Google Wraps its Under-water Fiber Cables with Kevlar to avoid Shark Attack!

August 15, 2014 - Written By Peter Holden

So, its shark week, and we’ve all watched Sharknado and seen some of the crazy stuff that sharks get up to, right? Sure, in real life the shark isn’t going to attack an airliner that’s thousands of feet up in the air, but they have been found to nibble on Google’s under-sea fibre-optic cables that carry the world’s internet according to Dan Belcher, a Product Manager speaking at a Google Cloud Roadshow event in Boston. He went on to say that Google go to great lengths to protect its infrastructure, lengths that include wrapping its Trans-Pacific fibre cables in a substance similar to Kevlar to guard against shark attack. If you think you’ve heard of the Trans-Pacific before, its because Google are in the process of partnering with other companies to lay a new $300 million cable system called FASTER from Japan to the States.

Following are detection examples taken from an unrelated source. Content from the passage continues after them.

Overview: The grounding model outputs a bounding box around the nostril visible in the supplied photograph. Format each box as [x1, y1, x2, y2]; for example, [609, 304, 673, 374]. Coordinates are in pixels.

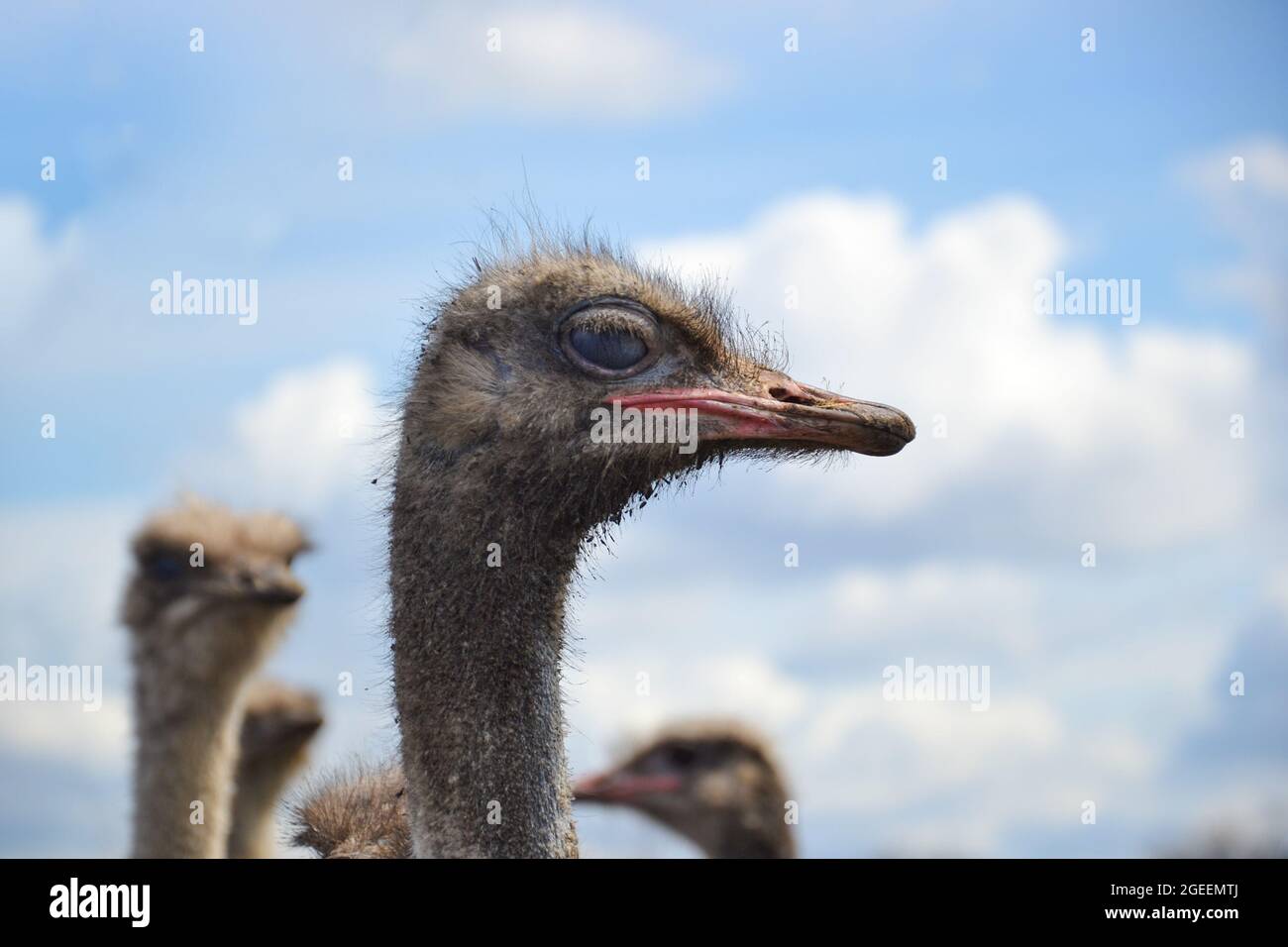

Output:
[769, 385, 814, 404]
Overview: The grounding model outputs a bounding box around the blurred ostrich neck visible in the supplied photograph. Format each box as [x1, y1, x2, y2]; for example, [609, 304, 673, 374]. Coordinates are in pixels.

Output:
[228, 754, 292, 858]
[134, 636, 252, 858]
[390, 438, 605, 857]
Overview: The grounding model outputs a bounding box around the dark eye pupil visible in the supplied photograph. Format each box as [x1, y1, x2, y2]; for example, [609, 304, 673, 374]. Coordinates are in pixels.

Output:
[568, 329, 648, 371]
[671, 746, 697, 768]
[147, 556, 183, 579]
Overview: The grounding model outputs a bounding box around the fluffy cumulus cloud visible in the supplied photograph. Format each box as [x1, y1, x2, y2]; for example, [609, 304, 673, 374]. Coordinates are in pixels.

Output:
[383, 7, 730, 123]
[570, 194, 1282, 854]
[644, 194, 1258, 546]
[183, 359, 385, 513]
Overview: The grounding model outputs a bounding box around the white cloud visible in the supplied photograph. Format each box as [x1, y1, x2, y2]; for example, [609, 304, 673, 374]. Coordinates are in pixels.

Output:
[0, 694, 130, 772]
[644, 194, 1258, 548]
[383, 7, 729, 121]
[184, 359, 382, 513]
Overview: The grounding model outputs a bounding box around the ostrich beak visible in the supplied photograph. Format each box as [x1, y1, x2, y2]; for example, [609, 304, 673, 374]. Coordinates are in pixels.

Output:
[572, 771, 680, 804]
[606, 368, 917, 458]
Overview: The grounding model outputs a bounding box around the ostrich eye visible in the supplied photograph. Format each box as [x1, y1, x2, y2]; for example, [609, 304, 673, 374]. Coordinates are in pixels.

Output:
[143, 556, 183, 582]
[666, 746, 698, 770]
[559, 299, 661, 380]
[568, 329, 648, 371]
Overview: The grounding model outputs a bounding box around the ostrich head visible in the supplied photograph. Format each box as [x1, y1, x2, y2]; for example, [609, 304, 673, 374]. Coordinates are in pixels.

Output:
[399, 239, 914, 533]
[574, 723, 795, 858]
[239, 681, 322, 768]
[124, 497, 308, 695]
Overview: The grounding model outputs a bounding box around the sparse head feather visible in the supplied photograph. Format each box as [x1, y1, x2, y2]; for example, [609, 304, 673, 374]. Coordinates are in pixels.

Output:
[290, 764, 412, 858]
[627, 717, 782, 776]
[241, 678, 322, 760]
[576, 720, 796, 858]
[133, 494, 309, 561]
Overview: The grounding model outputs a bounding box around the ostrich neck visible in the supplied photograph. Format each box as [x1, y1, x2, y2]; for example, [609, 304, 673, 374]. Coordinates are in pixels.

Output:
[228, 758, 293, 858]
[134, 652, 247, 858]
[390, 456, 581, 857]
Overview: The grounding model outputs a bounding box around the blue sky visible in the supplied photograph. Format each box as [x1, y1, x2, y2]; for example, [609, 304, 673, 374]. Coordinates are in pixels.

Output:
[0, 3, 1288, 856]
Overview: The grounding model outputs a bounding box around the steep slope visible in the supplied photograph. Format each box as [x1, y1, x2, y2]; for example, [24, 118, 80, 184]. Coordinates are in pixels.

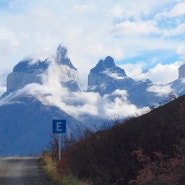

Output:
[0, 45, 82, 156]
[0, 97, 81, 156]
[88, 56, 171, 107]
[58, 96, 185, 185]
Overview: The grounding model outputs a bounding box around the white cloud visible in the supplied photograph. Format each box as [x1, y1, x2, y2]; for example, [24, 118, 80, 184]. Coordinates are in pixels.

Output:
[0, 0, 184, 89]
[121, 61, 182, 85]
[166, 2, 185, 17]
[147, 85, 172, 96]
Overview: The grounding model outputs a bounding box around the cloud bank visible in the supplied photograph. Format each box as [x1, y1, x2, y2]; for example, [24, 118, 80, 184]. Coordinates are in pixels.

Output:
[0, 0, 185, 86]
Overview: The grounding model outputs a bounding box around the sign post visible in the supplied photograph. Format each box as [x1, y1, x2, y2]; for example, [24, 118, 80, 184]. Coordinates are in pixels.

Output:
[53, 120, 66, 160]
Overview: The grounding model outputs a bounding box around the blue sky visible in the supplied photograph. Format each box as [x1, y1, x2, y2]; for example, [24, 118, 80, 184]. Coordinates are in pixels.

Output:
[0, 0, 185, 89]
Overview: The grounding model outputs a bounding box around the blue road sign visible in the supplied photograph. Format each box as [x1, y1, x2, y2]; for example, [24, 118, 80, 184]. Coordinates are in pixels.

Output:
[53, 120, 66, 134]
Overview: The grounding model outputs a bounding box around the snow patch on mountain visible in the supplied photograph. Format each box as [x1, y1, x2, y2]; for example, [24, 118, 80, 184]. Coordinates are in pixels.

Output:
[147, 85, 173, 96]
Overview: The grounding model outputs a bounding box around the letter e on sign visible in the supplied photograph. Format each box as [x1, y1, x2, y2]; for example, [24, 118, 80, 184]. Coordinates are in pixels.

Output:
[53, 120, 66, 134]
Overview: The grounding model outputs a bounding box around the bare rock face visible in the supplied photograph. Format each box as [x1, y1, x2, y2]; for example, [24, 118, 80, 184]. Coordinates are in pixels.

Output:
[178, 63, 185, 79]
[7, 45, 81, 92]
[7, 59, 49, 92]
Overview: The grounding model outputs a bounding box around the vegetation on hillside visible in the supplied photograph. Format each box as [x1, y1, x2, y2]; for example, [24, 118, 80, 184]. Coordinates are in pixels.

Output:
[42, 96, 185, 185]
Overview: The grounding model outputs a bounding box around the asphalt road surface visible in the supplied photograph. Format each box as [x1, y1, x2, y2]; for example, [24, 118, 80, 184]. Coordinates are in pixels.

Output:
[0, 157, 52, 185]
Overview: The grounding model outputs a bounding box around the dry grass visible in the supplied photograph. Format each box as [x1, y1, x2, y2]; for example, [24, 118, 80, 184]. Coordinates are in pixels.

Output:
[41, 153, 92, 185]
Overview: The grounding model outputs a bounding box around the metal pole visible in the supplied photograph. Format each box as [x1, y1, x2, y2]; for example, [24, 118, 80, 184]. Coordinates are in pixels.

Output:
[58, 134, 62, 161]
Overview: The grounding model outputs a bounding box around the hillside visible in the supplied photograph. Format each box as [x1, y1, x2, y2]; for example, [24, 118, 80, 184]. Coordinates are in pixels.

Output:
[53, 96, 185, 185]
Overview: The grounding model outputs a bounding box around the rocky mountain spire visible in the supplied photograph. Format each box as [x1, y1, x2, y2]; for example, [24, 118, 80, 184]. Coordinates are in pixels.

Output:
[178, 63, 185, 79]
[55, 45, 77, 70]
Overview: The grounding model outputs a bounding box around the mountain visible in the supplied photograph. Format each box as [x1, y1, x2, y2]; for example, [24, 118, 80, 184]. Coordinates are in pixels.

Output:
[0, 45, 185, 156]
[0, 96, 81, 156]
[170, 64, 185, 96]
[55, 96, 185, 185]
[0, 45, 82, 156]
[88, 56, 172, 108]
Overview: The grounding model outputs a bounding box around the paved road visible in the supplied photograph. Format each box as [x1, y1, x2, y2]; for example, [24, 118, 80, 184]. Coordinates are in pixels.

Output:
[0, 157, 51, 185]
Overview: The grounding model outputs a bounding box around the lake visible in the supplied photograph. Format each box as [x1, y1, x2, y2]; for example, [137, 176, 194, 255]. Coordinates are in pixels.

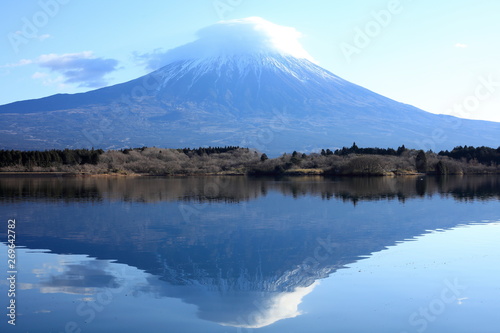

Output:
[0, 176, 500, 333]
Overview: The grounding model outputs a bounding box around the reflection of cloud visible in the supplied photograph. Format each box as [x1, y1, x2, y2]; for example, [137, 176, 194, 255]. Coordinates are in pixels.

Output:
[143, 276, 319, 328]
[35, 260, 119, 295]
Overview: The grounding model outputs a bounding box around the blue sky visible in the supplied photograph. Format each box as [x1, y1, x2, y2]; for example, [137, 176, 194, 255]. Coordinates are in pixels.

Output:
[0, 0, 500, 121]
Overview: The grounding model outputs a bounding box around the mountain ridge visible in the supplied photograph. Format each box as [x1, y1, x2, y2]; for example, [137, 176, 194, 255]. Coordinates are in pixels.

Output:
[0, 18, 500, 155]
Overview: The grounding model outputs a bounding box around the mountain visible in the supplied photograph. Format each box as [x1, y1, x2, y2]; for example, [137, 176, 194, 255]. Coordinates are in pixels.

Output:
[0, 18, 500, 154]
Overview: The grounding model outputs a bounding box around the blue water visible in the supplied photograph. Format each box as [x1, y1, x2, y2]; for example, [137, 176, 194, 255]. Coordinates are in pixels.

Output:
[0, 177, 500, 333]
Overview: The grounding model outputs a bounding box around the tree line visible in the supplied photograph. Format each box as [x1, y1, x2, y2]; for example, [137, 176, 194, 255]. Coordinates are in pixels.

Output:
[0, 143, 500, 176]
[0, 149, 104, 168]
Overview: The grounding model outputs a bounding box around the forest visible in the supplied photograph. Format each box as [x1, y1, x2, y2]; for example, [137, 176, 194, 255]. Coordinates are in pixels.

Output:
[0, 143, 500, 176]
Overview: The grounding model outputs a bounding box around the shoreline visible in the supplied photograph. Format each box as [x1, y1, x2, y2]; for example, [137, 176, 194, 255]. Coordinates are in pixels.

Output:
[0, 169, 500, 178]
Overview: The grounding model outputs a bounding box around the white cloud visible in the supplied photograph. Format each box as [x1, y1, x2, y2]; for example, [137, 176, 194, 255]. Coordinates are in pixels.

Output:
[38, 34, 52, 41]
[0, 51, 118, 88]
[0, 59, 35, 68]
[31, 72, 49, 79]
[136, 17, 314, 69]
[37, 51, 118, 88]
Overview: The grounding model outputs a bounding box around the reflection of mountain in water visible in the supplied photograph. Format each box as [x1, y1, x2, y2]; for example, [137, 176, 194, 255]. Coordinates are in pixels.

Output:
[0, 177, 499, 327]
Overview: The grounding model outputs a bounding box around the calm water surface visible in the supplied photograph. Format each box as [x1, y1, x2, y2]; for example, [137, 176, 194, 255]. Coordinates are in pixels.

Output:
[0, 177, 500, 333]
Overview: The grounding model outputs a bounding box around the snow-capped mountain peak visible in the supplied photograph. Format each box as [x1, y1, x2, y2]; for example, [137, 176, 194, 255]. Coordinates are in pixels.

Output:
[158, 17, 314, 64]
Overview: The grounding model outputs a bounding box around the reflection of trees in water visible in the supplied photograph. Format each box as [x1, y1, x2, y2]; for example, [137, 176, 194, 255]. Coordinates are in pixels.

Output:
[0, 176, 500, 203]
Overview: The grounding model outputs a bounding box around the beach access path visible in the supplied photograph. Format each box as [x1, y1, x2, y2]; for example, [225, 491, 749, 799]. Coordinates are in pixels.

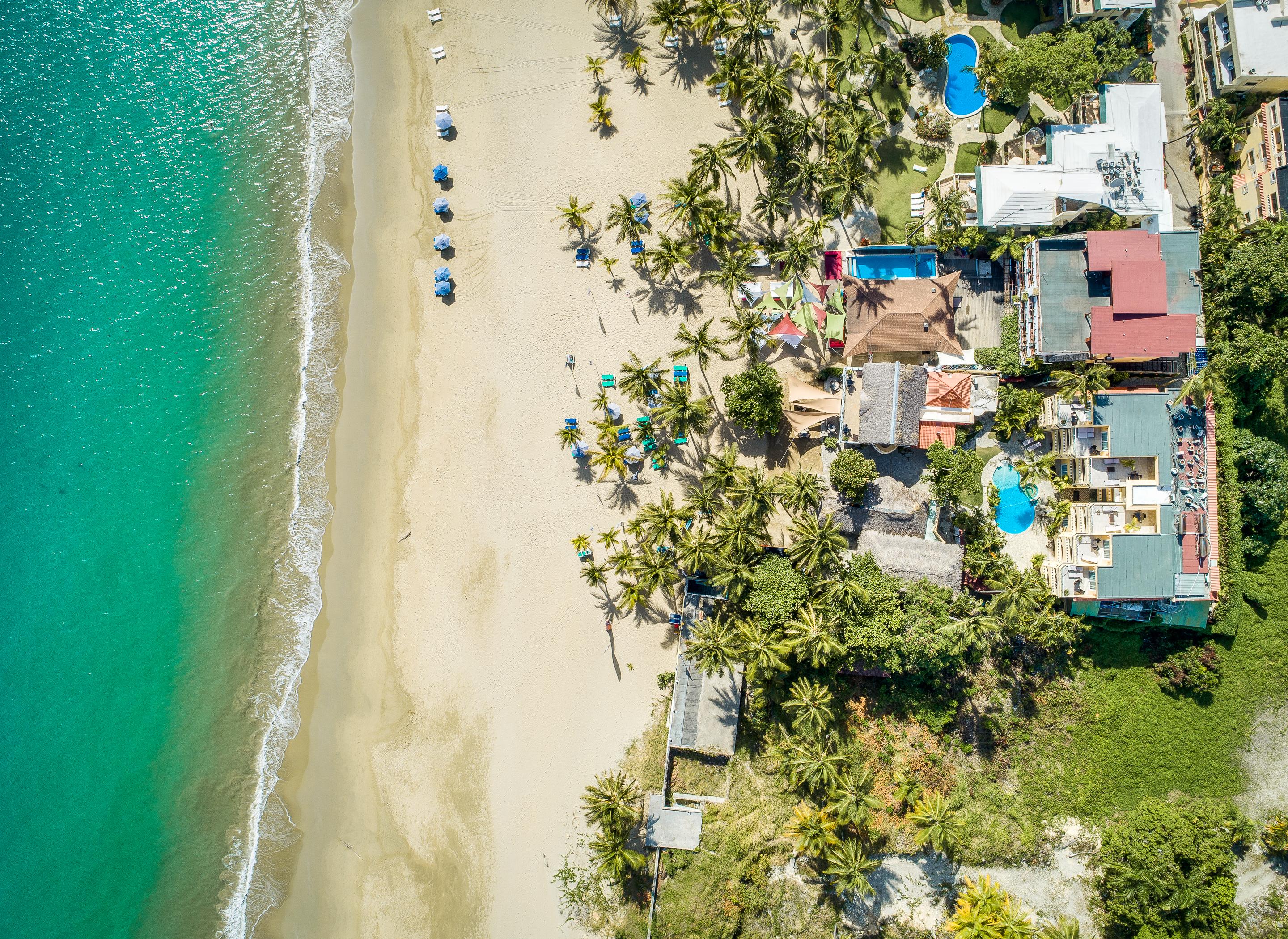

It’s believed that the sharks attack the cables because of the electrical current that is carried by the cables that creates a magnetic field that the shark mistakes for a wounded or helpless fish. As you can see from the video submitted by sudmike below, the shark just glides in for the kill, and only after trying to nosh the cable to no avail does it swim away.

Fibre-optics in their naked state are quite delicate, and once there is a split in the cable that means that the signal is lost. Each under-water cable consists of a bunch of fibre optics that each carries up to 1 Gigabit of data per second. Because the under-water cables are so long, they require a signal booster every 100 kilometres or so to make sure the signal carries. The signal boosters also fulfil another function by relaying which section of the cable is damaged. When a cable needs repairing, its quite often carried out by a ship equipped with submersibles if the cable isn’t too deep, usually around 7000 feet is the limit (although this changes with advancements in submarine technology). If the cable is too deep for the submersible to access, then the cable ship basically extends a long wire with a hook or grapnel on the end to drag the broken cable up to the surface, with one end of the cable being hooked onto a buoy to keep it afloat while the other end is hauled onboard to be repaired by a skilled technician. A process that can last up to 16 hours. I’ve included an image in the gallery that shows just how long the cables reach as well as a video that shows the process of repairing a damaged cable.